Reinforcement Learning (RL) is a branch of machine learning concerned with how an agent ought to take actions within an environment in order to maximize a certain reward. In recent years, it has many successful applications in areas of robotics and game play. Similarities between parameter tuning and these tasks encourages our idea of implementing a RL based automatic performance tuning method. Therefore, we evaluated this idea by the case of performance tuning of Lustre file system client. We used 17 different performance metrics as “state” and 8 different parameters as “tuning target”, IO throughput increase as “reward”. In each tuning period, a tuning agent will input the “state” to a deep neural network, and use its inference result as instructions for performance tuning, make the tuning actions on “turning target”, and then read the throughput metric as “reward”. After that, the “State->Tuning Action->Reward” sequence will be stored in a training database as training sample for online training of the neural network. By repeating these steps, the neural network is gradually empowered with the intelligence to make right tuning decision given an arbitrary new state input. The whole process is unsupervised, while the model can learn to adapt to new working load from its unsuccessful tuning actions.

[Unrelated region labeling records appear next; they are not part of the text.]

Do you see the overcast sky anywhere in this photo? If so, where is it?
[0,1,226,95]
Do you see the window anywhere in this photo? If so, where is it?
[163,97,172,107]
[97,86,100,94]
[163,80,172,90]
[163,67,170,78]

We implemented three reinforcement learning algorithms: DQN, A2C and PPO with PyTorch (version 0.4) in this case. Experiments show that, in a small test bed with Iozone (version 3.479) workload, this method can increase the throughput by about 30% comparing to static default settings of Lustre (version 2.5.3) as the baseline. In the future, it possible to apply this method to other parameter tuning use cases in the operations of data centers.